Michael Vick may return to the NFL for the 2009-10 season and The Modern Spectator offers one of the more entertainingly honest takes on this reality. Especially if you value human life over pets.
Now, the person who wrote this particular piece uses a pseudonym, but it doesn't make it any less effective in it's point: That Michael Vick has been punished enough and we should all move on now.Of course, this is an opinion that's been voiced by many, many , many people since Vick's incarceration and public vilification from his Bad Newz Kennels involvement. Yet, in the Modern Spectator piece, we not only get some sober rationalization of Vick's crimes, but some disturbing personal anecdotes as well. Many block quotes ahead.
In the first one, the author gets a first-hand glimpse at how some people become way too attached to their pets, as he recounts a time living in an apartment complex in Seattle and was awakened by the "horrific" scream of his neighbor outside. She was in the middle of the road, clutching her dead cat which had been run over by a car:
I wasn't alone. The whole apartment complex came pouring out of its doors to find a woman, bent at the waist in the glare of her headlights, unleashing horror-movie scream after horror-movie scream over the soon-to-be lifeless body of … a cat.
There was a light steam rising off the animal, and as we all watched, it shuddered one last time and lay still. Against all reasonable expectations, this woman found another gear, another pitch, for her blood-curdling screams. Only now they no longer curdled my blood, but boiled it. I looked down. I was in my underwear. I had been summoned, by an existential alarm, by a signal that tapped into a universal sense of shared humanity and pulled me, quite involuntarily, but unhesitatingly, out into a situation that could have been deadly. In my fucking underwear. And for what? A cat?!

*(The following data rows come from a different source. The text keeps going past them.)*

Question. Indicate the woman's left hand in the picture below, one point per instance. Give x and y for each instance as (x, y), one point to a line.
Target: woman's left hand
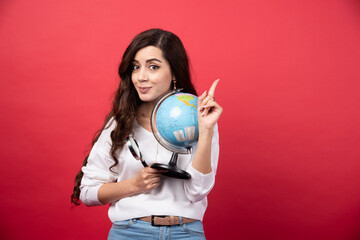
(209, 111)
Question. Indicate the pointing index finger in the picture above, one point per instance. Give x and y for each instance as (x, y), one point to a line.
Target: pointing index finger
(213, 87)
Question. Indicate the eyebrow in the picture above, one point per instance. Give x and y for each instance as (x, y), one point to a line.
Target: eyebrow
(150, 60)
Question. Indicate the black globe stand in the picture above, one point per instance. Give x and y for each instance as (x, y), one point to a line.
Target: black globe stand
(172, 170)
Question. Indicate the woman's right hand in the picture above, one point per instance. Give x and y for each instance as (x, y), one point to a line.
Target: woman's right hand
(147, 179)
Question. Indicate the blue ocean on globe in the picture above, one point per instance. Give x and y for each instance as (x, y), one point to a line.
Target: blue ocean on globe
(176, 119)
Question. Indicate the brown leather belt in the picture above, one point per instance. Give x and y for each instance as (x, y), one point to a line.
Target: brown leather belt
(166, 220)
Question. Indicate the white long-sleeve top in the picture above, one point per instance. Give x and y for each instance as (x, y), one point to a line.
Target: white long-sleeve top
(176, 197)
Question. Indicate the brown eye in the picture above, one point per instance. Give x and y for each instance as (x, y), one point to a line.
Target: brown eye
(135, 67)
(154, 67)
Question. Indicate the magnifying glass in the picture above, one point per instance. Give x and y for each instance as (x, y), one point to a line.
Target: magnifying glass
(134, 149)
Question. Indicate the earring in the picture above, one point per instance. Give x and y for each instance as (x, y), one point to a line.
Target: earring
(174, 81)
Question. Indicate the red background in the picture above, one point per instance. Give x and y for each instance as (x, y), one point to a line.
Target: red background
(290, 131)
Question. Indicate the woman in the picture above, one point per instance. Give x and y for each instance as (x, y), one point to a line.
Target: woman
(154, 63)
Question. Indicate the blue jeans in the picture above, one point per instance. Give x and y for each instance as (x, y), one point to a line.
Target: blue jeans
(137, 229)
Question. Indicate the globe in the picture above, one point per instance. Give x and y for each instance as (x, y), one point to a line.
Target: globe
(174, 121)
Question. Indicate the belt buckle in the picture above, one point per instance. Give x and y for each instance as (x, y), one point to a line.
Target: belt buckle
(153, 220)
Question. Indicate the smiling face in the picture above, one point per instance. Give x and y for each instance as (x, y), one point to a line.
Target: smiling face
(151, 74)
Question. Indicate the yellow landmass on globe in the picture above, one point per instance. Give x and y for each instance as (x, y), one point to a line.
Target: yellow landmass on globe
(186, 99)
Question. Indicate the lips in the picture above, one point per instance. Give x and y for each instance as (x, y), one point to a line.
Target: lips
(144, 89)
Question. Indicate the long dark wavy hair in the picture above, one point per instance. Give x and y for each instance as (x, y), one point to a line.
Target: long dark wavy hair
(126, 101)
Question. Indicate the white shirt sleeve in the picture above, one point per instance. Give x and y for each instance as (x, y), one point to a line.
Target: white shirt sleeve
(199, 185)
(96, 172)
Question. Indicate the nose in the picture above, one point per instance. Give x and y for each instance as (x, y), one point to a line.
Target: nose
(142, 76)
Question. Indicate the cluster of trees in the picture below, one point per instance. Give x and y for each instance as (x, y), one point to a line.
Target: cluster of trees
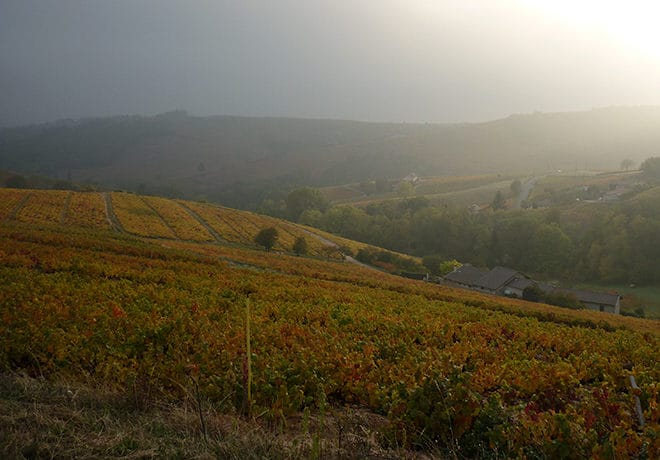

The second one is a little less forgivable, but equally important to how the author gets to his perspective on Vick. He accidentally ran over an English Bulldog on a stretch of dark road in Faifield County, Connecticut. Unfortunately, this accident occurred right in front of its owners, whose car was stranded on the side of the road. He stopped and pulled over. Bad move.:
As it happened, by stopping I just gave them a target for their terrible, wrathful grief. I came out of the car with profuse apologies but was shortly shouted down by not one but two daughters of this genteel Connecticut clan who sputtered and swore at me like two schizophrenics off their meds. I can't imagine how the reaction would have been more extreme if it had been their child lying in the road and not a (former) English Bulldog...
And finally, we get the one-to-grow-on moment — of what these incidents have taught him in the context of the Michael Vick saga. Conclusion? Enough is enough.
Look, I recognize that defending a man who has admitted to hanging and drowning dogs is an uphill battle, at best, but someone has to do it. Seriously. This story has generated some of the wildest hysteria this side of the Barbaro message boards. The federal sentencing guidelines for Vick's crime recommend 12 to 18 months. He got 23-and a bracing dose of financial ruin. There's no question that public opinion had an influence on this outcome.
Vick's crimes were sickening and cruel, but the man has paid an Argentina-in-1989 inflationary price for them. It's time to leave him alone. How many of Vick's bashers have heard of Leonard Little, the St. Louis Rams defensive end, who, after boozing it up on his birthday in 1998, hopped in his car and ran a stoplight, slamming into another car and killing its driver, a human being named Susan Gutweiler? Mrs. Gutweiler had a husband and a 15-year-old kid. Little got 90 days in jail, 1,000 hours of community service, and was suspended for eight games of the following season by the NFL.
It is with this that we realize that, yes, each and every team that is in need of a quarterback next season will toss out the idea of bringing Vick into the fold, always with the one caveat that is his talent (what's left of it) worth the public scrutiny that will befall any team that takes a chance on him. It'lll depend on how much the new team owner will value human life over a dog's life.